A cosmological coda distinguishes those who “eat qi” (食氣者食員, “those who ingest qi eat the round” — i.e., ingest the circular, heavenly principle) from those who eat grain (食穀者食方, “those who eat grain eat the square” — i.e., the terrestrial), aligning the practice with a heaven/earth cosmological polarity.

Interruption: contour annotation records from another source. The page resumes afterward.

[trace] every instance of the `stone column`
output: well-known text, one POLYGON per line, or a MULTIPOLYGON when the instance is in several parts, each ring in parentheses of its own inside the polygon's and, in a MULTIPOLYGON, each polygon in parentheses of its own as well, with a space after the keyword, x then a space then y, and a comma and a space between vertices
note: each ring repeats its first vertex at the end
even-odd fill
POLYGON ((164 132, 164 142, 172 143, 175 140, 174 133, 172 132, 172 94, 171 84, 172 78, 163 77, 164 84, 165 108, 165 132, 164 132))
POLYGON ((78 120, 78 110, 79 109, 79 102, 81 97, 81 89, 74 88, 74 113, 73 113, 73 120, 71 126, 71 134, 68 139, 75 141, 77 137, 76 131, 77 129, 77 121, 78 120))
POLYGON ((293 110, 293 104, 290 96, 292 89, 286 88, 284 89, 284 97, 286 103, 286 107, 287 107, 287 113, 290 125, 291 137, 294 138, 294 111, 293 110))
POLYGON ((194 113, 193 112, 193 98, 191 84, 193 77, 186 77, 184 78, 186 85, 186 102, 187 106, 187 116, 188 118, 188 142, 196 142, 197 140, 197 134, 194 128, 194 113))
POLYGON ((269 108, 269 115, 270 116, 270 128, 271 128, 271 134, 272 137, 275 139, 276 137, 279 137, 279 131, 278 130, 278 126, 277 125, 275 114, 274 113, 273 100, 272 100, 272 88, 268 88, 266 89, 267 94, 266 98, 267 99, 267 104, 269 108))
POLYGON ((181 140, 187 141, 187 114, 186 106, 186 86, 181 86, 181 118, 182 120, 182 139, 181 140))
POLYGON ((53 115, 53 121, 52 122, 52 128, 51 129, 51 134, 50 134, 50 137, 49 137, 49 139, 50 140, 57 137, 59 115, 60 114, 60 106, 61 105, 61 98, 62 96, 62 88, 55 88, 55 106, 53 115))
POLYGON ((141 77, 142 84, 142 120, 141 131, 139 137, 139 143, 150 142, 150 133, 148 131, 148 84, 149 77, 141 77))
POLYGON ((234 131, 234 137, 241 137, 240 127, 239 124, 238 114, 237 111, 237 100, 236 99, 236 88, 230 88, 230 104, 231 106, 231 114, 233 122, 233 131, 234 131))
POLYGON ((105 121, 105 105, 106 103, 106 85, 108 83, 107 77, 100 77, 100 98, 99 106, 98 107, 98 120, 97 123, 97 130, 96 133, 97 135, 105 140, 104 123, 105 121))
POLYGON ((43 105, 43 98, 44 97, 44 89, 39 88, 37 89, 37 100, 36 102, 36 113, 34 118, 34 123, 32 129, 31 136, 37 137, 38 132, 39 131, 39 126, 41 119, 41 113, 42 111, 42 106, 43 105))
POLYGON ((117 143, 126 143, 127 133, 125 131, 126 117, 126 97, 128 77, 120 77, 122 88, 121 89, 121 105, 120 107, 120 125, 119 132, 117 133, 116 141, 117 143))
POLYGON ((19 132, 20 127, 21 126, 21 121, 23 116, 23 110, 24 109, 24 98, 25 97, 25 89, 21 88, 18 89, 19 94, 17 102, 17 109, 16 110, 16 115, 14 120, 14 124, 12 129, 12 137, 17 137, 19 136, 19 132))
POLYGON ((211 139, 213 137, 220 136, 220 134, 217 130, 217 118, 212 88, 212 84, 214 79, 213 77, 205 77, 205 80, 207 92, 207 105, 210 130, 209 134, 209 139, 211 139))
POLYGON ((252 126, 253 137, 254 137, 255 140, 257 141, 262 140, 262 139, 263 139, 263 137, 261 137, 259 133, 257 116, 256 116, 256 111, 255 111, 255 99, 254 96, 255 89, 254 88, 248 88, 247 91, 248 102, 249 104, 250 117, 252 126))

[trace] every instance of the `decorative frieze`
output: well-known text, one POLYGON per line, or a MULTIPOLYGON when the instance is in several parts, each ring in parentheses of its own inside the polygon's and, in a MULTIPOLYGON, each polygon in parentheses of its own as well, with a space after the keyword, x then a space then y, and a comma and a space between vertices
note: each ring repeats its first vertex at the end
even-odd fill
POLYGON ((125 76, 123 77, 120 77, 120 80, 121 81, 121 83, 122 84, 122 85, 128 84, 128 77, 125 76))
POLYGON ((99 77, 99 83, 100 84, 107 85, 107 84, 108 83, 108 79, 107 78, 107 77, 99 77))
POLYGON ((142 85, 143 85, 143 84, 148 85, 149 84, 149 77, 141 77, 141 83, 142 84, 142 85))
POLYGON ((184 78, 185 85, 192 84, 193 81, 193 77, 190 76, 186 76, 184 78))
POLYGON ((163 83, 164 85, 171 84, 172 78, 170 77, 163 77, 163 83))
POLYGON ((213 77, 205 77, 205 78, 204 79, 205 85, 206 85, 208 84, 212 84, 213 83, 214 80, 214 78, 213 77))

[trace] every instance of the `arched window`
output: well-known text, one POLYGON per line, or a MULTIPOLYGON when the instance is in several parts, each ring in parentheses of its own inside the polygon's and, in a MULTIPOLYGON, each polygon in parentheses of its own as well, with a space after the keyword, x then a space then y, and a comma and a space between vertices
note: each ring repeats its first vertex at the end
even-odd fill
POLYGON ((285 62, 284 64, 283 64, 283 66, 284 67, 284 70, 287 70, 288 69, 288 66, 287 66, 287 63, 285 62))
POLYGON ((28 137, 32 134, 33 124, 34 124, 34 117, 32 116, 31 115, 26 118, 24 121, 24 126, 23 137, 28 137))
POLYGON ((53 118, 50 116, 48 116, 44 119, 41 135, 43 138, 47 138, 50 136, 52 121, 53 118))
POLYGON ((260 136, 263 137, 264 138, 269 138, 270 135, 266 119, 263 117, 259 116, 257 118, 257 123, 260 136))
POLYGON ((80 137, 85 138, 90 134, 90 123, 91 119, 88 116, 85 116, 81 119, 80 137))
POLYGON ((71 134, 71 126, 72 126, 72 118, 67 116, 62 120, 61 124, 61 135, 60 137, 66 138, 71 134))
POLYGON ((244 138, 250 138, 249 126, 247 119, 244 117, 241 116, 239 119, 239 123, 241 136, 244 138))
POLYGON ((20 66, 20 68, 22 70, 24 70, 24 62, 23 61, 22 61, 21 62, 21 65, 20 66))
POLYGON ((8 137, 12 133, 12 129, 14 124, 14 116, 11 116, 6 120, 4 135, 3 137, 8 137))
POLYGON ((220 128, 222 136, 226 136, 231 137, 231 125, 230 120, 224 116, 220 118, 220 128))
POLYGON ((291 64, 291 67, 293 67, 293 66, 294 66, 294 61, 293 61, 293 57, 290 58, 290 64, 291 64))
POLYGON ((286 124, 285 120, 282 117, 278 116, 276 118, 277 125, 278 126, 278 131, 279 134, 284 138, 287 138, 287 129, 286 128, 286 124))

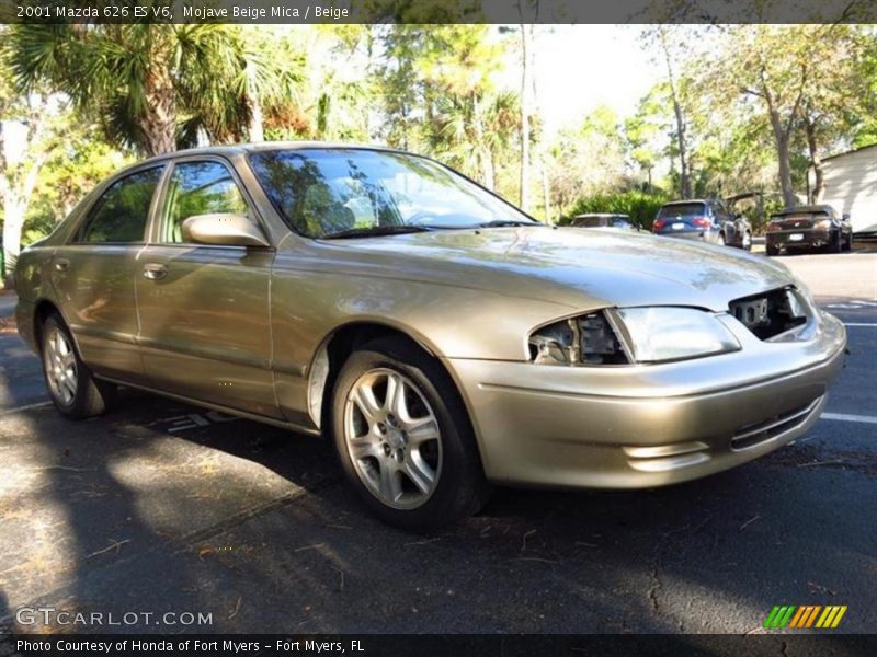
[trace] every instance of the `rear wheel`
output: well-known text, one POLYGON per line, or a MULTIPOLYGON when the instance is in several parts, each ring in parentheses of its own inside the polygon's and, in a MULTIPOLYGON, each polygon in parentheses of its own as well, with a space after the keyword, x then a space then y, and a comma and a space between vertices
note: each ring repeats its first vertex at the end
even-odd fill
POLYGON ((70 419, 100 415, 115 394, 115 385, 98 381, 76 350, 70 330, 57 313, 42 327, 43 374, 55 407, 70 419))
POLYGON ((388 525, 430 531, 476 512, 489 495, 456 387, 408 341, 381 338, 351 355, 332 430, 348 481, 388 525))

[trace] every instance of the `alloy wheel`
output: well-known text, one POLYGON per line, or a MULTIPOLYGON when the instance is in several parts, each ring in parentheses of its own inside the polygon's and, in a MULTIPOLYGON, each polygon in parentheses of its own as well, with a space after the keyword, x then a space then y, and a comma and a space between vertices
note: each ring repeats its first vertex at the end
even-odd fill
POLYGON ((71 405, 79 381, 76 353, 64 332, 54 326, 46 335, 43 366, 52 395, 62 405, 71 405))
POLYGON ((362 374, 344 406, 344 443, 360 481, 396 509, 422 506, 442 471, 442 437, 433 408, 401 372, 362 374))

The text is anonymous; no attributed author appears. The quègǔ tradition represented here has antecedents in Warring States thought and is attested in other early texts including fragments attributed to Song Xing 宋銒 and Yin Wen 尹文. The text’s relationship to early Daoist breath cultivation practices and to later dǎoyǐn 導引 (gymnastic exercise) traditions is discussed extensively in Harper (1998).

Translations and research

  • Harper, Donald. Early Chinese Medical Literature: The Mawangdui Medical Manuscripts. London: Kegan Paul International, 1998. — Translation and commentary; pp. 304–325.
  • 馬王堆漢墓帛書整理小組 (ed.). 《馬王堆漢墓帛書》, vol. 4. 北京: 文物出版社, 1985.
  • 裘錫圭 et al. (eds.). 《長沙馬王堆漢墓簡帛集成》, 7 vols. 北京: 中華書局, 2014.
  • Lo, Vivienne. “The Influence of Nurturing Life Culture on the Development of Western Han Acumoxa Therapy.” In E. Hsu (ed.), Innovation in Chinese Medicine. Cambridge: Cambridge University Press, 2001, pp. 19–50.
  • Hinrichs, T.J., and Linda L. Barnes (eds.). Chinese Medicine and Healing: An Illustrated History. Cambridge, MA: Harvard University Press, 2013.
  • Kohn, Livia. Taoist Meditation and Longevity Techniques. Ann Arbor: Center for Chinese Studies, 1989. — Contains discussion of the bìgǔ tradition.

Other points of interest

The Quègǔ Shíqì is unique in the Mawangdui corpus for its explicit focus on respiratory cultivation (shíqì) rather than pharmacological or vessel-based therapy. It belongs to a distinct textual tradition — the dǎoyǐn tǔnà 導引吐納 (“guiding and pulling; expelling and inhaling”) strand of yǎngshēng practice — and is most closely paralleled by the Dǎoyǐntú 導引圖 (gymnastic diagram, also from tomb 3) rather than by the medical prescription texts.